When you add it all up, accelerators are quite different from business schools. “One helps you with that startup, the other provides you with a framework for 20 years,” says Jon Eckhardt, who heads the entrepreneurship centre at the University of Wisconsin-Madison and has co-founded an accelerator. Still, he thinks, for most founders, startup schools are probably worthwhile. Much of the learning takes place among the founders themselves, says Susan Cohen of the University of Richmond, Virginia, who has written a dissertation on the subject. Teams are keen to help each other: the better the batch, the bigger the chances that all its members will attract investors.

But founders may lose a slice of equity and time, which is at a premium in the fast-moving tech world. “You know what I’m tired of? Rich guys launching ‘startup accelerators’ so they can rip off new startup founders,” said Ryan Carson, a British entrepreneur, on his blog. Others worry that startup schools drain scarce talent from fast-growing companies and accelerate too many ideas that struggle to find funding.

More fundamentally, it remains to be seen whether accelerators are good business.
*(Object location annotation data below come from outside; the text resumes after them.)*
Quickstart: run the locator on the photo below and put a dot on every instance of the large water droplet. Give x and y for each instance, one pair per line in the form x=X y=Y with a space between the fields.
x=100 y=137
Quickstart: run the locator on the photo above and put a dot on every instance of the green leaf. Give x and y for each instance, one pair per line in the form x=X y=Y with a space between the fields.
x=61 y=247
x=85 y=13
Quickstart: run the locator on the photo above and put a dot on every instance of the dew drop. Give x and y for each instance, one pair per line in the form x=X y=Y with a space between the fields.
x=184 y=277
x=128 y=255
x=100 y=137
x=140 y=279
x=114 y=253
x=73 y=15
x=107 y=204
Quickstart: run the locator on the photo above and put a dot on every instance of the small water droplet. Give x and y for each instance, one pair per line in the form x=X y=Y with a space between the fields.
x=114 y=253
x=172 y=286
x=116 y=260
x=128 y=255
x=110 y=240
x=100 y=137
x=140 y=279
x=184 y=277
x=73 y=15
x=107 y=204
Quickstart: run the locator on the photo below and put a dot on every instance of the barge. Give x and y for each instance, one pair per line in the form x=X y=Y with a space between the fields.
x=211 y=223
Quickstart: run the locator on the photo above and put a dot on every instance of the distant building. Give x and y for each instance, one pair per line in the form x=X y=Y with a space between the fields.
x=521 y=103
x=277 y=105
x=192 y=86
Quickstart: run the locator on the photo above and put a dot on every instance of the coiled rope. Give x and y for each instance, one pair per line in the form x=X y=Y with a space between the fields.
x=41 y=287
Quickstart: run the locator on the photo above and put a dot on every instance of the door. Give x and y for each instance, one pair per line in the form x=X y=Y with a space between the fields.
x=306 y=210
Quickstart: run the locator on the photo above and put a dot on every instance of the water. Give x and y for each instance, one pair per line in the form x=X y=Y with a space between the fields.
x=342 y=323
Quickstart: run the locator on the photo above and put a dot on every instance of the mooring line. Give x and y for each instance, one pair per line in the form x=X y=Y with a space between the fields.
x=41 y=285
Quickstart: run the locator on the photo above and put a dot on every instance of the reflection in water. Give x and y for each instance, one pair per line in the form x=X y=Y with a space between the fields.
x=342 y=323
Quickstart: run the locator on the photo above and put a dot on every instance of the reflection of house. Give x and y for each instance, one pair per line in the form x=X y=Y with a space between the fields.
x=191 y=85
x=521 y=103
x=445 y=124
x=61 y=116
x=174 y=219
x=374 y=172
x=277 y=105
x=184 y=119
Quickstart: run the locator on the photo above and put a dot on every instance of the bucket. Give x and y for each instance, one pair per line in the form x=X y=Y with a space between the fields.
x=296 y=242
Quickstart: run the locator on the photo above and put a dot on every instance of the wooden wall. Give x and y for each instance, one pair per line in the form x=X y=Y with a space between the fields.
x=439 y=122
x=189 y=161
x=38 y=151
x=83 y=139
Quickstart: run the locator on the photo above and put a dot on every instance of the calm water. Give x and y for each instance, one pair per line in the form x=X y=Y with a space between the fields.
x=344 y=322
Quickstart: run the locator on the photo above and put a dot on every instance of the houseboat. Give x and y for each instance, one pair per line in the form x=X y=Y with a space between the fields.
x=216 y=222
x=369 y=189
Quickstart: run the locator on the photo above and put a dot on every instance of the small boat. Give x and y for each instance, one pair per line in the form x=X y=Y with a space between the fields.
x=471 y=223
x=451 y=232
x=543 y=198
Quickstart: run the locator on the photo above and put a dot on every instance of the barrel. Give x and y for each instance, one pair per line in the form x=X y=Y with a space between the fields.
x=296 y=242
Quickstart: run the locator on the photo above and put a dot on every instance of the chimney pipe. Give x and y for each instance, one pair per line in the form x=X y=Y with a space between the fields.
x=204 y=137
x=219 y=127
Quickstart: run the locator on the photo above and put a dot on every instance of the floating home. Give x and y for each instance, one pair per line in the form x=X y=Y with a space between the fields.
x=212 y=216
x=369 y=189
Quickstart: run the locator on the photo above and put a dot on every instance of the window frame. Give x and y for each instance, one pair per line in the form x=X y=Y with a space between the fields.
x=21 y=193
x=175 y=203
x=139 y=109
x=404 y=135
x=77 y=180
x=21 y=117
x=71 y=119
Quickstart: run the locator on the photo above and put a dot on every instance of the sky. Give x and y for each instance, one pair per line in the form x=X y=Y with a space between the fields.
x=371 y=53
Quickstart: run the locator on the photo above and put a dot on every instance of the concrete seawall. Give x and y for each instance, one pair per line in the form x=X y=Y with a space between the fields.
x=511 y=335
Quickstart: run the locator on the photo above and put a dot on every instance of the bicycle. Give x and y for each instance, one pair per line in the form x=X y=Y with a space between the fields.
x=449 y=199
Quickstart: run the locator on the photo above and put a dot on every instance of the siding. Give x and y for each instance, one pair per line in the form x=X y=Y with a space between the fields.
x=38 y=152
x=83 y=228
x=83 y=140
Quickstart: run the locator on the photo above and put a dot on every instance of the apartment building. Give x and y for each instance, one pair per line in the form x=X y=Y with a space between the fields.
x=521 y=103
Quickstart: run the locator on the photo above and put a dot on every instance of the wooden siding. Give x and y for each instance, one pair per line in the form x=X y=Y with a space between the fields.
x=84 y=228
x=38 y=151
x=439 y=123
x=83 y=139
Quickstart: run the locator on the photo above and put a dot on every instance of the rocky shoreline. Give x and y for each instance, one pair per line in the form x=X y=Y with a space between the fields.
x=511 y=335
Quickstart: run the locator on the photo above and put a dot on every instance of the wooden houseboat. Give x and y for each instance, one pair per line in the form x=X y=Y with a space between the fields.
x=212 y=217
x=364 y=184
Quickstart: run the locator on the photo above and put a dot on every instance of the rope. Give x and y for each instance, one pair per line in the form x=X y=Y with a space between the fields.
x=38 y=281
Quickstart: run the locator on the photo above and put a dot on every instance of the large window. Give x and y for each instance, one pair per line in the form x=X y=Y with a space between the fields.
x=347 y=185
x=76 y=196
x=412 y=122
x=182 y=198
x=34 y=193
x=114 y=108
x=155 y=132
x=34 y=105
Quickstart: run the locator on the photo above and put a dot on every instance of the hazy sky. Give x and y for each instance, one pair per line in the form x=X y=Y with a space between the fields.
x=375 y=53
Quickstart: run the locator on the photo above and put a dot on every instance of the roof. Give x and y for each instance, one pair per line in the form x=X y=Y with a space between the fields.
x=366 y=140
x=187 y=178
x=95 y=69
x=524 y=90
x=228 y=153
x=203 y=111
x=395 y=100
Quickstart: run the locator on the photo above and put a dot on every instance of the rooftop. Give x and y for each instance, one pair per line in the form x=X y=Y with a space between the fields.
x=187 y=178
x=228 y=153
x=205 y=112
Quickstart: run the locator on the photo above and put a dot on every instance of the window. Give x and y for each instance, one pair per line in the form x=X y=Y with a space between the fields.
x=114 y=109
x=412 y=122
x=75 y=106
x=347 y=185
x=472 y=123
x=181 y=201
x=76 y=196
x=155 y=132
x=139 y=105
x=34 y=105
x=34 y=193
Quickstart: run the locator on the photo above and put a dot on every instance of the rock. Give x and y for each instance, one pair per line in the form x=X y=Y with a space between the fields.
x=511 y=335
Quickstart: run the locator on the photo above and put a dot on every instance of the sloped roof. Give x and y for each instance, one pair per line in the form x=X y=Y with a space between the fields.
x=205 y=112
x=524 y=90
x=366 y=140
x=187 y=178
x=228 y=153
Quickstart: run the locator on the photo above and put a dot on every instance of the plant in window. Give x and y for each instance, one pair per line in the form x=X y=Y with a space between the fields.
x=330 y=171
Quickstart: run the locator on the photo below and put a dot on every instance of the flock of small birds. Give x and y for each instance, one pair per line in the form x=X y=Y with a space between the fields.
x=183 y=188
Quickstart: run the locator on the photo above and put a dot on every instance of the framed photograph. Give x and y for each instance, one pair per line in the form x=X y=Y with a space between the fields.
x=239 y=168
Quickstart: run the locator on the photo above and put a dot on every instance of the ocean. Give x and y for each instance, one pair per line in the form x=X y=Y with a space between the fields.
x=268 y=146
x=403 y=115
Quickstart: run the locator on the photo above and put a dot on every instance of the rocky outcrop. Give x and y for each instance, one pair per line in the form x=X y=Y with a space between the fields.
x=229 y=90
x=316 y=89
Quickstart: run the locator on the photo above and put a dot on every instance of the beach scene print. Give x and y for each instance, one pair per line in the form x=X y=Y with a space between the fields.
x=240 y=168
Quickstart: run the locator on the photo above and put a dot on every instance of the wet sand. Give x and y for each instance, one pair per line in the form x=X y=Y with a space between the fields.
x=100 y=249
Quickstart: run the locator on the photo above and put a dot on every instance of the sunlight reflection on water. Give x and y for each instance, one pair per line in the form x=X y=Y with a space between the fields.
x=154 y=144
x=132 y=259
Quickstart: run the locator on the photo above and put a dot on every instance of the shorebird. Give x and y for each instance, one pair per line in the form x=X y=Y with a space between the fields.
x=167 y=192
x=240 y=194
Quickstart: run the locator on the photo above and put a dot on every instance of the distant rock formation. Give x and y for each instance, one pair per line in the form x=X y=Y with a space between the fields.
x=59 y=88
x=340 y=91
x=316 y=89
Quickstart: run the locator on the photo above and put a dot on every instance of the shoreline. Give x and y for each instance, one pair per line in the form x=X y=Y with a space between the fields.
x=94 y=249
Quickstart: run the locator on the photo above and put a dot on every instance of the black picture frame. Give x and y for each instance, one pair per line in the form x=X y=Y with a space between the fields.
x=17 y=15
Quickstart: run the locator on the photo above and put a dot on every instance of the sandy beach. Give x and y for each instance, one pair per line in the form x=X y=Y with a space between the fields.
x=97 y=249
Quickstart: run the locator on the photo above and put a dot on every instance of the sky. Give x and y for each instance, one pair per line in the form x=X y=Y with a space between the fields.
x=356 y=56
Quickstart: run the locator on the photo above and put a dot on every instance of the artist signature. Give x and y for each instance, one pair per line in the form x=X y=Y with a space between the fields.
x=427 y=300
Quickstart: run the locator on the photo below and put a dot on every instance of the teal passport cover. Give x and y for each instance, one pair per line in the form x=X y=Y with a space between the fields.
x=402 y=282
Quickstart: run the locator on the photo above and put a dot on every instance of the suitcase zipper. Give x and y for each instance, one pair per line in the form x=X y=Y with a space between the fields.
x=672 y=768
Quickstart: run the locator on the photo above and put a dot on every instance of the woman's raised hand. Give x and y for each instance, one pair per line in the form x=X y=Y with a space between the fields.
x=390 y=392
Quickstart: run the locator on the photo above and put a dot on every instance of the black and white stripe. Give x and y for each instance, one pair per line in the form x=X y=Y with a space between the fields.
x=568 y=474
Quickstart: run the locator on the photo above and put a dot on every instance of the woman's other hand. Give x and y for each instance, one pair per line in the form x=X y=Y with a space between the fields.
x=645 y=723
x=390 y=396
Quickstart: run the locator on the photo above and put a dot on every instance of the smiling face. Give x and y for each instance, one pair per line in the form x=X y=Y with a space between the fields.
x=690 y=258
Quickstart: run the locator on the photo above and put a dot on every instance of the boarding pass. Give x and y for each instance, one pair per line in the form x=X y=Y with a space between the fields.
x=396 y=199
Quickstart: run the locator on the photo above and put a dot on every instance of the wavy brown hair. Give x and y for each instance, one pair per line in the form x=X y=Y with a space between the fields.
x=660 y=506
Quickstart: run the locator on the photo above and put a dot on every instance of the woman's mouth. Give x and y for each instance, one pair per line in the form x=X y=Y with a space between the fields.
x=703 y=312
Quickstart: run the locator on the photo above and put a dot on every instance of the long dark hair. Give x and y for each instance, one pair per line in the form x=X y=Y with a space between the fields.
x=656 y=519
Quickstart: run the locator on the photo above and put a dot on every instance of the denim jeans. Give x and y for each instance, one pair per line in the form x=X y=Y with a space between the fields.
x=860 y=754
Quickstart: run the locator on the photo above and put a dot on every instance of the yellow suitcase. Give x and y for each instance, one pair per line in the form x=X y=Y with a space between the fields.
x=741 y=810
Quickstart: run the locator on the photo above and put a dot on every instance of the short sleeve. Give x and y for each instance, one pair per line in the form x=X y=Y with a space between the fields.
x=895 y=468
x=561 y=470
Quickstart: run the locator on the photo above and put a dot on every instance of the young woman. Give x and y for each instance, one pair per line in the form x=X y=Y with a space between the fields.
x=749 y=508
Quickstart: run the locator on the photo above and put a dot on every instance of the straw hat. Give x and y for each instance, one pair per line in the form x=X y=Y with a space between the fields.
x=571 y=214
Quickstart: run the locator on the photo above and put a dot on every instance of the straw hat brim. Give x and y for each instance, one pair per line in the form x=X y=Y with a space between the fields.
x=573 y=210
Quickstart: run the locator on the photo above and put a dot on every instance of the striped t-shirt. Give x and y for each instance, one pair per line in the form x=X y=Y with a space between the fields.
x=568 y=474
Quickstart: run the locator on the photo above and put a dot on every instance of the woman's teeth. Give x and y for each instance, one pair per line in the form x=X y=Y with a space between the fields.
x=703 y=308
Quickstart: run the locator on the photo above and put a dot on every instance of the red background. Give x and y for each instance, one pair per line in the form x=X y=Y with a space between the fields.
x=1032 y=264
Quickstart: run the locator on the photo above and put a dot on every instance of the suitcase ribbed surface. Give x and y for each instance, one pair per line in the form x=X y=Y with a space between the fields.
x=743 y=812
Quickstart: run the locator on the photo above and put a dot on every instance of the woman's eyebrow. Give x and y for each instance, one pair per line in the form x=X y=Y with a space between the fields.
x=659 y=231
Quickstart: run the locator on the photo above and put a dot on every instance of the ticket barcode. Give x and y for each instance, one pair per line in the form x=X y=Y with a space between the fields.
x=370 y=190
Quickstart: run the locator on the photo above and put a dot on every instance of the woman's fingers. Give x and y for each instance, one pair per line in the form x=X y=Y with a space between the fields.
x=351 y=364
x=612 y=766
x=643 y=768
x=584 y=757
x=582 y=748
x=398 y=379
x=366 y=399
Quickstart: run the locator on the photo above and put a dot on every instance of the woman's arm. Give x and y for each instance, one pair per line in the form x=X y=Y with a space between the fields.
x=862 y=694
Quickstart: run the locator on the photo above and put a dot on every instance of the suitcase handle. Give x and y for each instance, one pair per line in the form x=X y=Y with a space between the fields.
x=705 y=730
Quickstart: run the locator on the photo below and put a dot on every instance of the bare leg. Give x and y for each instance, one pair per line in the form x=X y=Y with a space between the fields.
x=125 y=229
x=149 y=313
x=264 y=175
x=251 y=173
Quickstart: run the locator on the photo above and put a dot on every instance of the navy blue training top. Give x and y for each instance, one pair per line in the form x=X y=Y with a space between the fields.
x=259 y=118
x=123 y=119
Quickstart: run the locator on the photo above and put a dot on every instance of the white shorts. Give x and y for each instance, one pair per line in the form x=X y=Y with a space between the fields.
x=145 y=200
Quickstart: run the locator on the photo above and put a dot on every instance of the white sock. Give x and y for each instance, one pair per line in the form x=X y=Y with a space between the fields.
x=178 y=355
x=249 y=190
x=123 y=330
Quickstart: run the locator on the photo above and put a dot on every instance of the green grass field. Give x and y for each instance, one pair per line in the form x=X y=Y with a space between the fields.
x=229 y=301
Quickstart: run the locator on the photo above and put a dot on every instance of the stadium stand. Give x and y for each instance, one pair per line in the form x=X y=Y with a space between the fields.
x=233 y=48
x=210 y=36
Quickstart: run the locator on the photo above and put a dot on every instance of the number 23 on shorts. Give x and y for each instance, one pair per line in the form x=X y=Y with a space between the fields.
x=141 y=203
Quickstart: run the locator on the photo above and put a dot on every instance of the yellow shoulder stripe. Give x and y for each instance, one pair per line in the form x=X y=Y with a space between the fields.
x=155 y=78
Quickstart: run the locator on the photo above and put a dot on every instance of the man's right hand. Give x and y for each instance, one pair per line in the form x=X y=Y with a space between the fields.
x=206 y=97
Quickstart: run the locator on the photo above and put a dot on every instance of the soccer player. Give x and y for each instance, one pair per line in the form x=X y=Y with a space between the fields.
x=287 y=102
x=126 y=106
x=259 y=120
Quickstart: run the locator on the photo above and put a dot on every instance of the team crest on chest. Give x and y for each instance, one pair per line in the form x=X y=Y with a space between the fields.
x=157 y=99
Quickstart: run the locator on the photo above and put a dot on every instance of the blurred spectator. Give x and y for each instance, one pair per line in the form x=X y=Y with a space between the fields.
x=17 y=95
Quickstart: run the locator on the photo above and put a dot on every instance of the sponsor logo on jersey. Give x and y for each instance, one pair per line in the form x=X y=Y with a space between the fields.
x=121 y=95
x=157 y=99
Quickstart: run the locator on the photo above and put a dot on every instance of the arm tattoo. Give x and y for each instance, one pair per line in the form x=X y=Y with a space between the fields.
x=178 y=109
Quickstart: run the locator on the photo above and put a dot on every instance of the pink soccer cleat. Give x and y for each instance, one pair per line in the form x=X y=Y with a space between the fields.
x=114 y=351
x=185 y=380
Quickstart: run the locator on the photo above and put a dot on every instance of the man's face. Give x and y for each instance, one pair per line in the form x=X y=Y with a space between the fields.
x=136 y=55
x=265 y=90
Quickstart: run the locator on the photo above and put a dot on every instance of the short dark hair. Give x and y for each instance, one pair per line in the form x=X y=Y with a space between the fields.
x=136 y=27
For many, making money is not the goal: big companies often launch them to tap into the startup community or as a marketing exercise; governments subsidise them to foster their entrepreneurial ecosystem; and many angels see their investment in them as a way of giving back. But most accelerators that take equity in their startups hope that at least some will return a respectable multiple of the investment.

It will take time to find out whether those hopes are fulfilled. Most accelerators were established after 2010, and most startups that have gone through them are still works in progress. Research about accelerators is in its infancy and there are no generally agreed ways to evaluate their performance.

Still, a financial picture of the industry is starting to emerge. Jed Christiansen, who works for Google in London, tracks 182 accelerators which have nurtured more than 3,000 startups. Between them, those have raised $3.2 billion in follow-on funding and generated “exits” worth $1.8 billion. This landscape is dominated by American firms, with Y Combinator and TechStars franchises leading the pack (see chart 3).


This suggests that accelerators are a winners-take-most market. Founders are highly mobile, and the best will try to get into the leading startup schools, making it harder for the rest to turn a profit. “There will be a washing out,” predicts Alex Farcet, the founder of Startupbootcamp.

But accelerators alone will not ensure success. It takes a much broader ecosystem for a startup to thrive.